On Monday, currency futures pulled back as the dollar recovered from an eight-month low ahead of a flurry of central bank meetings this week. Still, dollar gains were restrained by the dovish repricing of the US Federal Reserve’s rate-hike prospects relative to more hawkish competitors.

The movement remained muted ahead of policy meetings later this week from the Federal Reserve (Fed), the European Central Bank (ECB), and the Bank of England (BoE).

After falling to an eight-month low of 101.50 last week, the US dollar index, which compares the dollar to a basket of other currencies, increased 0.03% to 101.92.

Expectations that the Fed was reaching the end of its rate-hike cycle and that interest rates would not need to rise as high as previously anticipated put it on course for a fourth consecutive monthly loss of more than 1.5%.

Euro futures increased 0.06% to $1.0874, while Sterling futures increased 0.04% to $1.2405

Market observers predict the Fed will raise rates by 25 basis points, down from the 50 and 75 basis points observed last year, while the BoE and ECB are projected to do so by 50 basis points each.

The euro has found support from ECB policymakers’ sustained hawkish tone and fading concerns about a severe recession in the eurozone.
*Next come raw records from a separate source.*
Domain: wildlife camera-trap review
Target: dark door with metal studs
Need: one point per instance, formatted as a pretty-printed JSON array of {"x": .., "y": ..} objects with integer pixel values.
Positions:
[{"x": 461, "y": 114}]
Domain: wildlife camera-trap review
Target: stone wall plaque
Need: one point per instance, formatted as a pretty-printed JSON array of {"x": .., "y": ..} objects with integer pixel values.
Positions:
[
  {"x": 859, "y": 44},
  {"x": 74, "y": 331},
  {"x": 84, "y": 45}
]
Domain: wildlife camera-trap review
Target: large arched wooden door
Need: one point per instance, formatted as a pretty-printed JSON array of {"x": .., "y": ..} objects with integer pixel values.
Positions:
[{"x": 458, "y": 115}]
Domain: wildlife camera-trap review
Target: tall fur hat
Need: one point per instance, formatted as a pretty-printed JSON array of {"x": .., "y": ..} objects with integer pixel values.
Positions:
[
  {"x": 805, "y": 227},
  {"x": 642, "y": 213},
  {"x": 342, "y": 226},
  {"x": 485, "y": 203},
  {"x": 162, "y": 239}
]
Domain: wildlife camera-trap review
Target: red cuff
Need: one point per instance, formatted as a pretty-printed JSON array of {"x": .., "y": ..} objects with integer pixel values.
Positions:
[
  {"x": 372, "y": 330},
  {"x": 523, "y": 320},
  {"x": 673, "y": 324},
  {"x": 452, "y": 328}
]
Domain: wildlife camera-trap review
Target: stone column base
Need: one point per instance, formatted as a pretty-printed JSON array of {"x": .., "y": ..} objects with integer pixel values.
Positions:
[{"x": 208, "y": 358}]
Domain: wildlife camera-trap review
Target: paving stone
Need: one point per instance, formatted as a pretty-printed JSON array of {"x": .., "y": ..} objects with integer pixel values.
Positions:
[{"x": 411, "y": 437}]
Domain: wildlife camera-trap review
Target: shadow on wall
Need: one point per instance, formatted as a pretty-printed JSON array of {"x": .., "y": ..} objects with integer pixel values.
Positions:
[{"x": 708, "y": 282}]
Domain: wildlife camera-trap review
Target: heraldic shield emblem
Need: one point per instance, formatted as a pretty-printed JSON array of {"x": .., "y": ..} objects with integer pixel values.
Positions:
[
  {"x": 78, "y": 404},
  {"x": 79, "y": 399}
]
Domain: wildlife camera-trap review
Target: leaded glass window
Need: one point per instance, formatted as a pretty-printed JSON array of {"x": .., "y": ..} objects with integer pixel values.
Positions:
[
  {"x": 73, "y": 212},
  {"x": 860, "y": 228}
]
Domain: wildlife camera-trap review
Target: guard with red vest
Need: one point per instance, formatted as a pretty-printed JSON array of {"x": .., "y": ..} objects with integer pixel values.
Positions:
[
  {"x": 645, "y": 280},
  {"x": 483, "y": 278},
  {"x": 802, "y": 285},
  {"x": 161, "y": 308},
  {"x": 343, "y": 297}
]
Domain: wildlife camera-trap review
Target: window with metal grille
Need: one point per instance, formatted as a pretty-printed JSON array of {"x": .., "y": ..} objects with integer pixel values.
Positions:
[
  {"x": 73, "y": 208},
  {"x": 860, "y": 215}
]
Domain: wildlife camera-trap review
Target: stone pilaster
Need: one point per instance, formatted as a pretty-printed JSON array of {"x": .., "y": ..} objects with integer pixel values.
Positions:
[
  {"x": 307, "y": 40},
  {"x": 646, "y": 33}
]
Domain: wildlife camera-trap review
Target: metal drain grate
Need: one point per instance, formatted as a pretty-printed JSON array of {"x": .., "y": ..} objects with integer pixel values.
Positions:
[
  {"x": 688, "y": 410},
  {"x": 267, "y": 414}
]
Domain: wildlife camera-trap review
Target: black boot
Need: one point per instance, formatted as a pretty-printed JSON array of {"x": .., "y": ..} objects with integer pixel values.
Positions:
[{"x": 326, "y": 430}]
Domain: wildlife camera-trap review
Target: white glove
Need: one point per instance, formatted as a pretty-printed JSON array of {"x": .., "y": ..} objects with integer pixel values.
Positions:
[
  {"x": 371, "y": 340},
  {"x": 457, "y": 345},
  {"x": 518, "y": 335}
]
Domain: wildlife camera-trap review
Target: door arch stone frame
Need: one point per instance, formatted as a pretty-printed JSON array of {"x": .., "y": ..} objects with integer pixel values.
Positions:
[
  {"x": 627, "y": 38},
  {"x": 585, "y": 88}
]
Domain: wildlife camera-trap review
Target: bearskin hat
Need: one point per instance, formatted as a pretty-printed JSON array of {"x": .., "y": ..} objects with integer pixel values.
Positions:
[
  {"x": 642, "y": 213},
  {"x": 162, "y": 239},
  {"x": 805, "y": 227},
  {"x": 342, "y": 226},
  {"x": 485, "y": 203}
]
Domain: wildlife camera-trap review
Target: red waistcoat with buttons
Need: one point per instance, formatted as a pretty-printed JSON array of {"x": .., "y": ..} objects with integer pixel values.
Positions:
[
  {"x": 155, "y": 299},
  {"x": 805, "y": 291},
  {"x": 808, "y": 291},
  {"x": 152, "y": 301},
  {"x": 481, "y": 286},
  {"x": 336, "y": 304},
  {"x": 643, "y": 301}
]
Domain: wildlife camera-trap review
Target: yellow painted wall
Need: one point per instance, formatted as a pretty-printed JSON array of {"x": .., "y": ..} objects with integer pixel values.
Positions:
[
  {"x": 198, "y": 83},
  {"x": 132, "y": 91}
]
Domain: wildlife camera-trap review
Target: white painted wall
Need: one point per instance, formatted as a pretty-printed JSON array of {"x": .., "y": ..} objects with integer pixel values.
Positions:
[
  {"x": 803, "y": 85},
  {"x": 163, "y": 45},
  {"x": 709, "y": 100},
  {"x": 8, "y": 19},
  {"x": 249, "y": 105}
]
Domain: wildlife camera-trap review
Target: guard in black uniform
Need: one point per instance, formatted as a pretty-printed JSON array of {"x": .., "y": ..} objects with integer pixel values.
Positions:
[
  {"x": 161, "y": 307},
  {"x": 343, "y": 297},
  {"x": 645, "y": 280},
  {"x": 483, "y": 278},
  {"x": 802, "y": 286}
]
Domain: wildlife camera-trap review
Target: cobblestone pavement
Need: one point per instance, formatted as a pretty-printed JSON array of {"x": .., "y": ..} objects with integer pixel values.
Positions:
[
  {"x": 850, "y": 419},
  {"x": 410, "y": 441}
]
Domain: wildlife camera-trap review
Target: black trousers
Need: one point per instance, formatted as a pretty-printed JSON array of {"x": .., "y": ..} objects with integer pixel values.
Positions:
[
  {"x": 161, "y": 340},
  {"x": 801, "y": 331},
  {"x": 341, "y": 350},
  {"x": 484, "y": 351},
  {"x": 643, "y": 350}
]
The single currency is expected to rise by almost 1.5% monthly.

On Monday, a group of academics and business leaders asked the Bank of Japan to adopt a long-term approach to achieving its 2% inflation objective rather than a short-term one, given the mounting costs of continued monetary easing.

Tokyo's core CPI (Source: Refinitiv Datastream)
Tokyo’s core CPI (Source: Refinitiv Datastream)

Core consumer prices in the capital of Japan, which serve as a leading indicator of national trends, increased 4.3% in January compared to the same month last year. This is the largest yearly increase in over 42 years and puts additional pressure on the central bank to gradually reduce economic stimulus.

Australian dollar futures dropped 0.3% to $0.7088 but was still on track for a monthly gain of nearly 4%. The shock that Australia’s inflation went up to a 33-year high last quarter led traders to ramp up their bets that the RBA will have to tighten interest rates even further.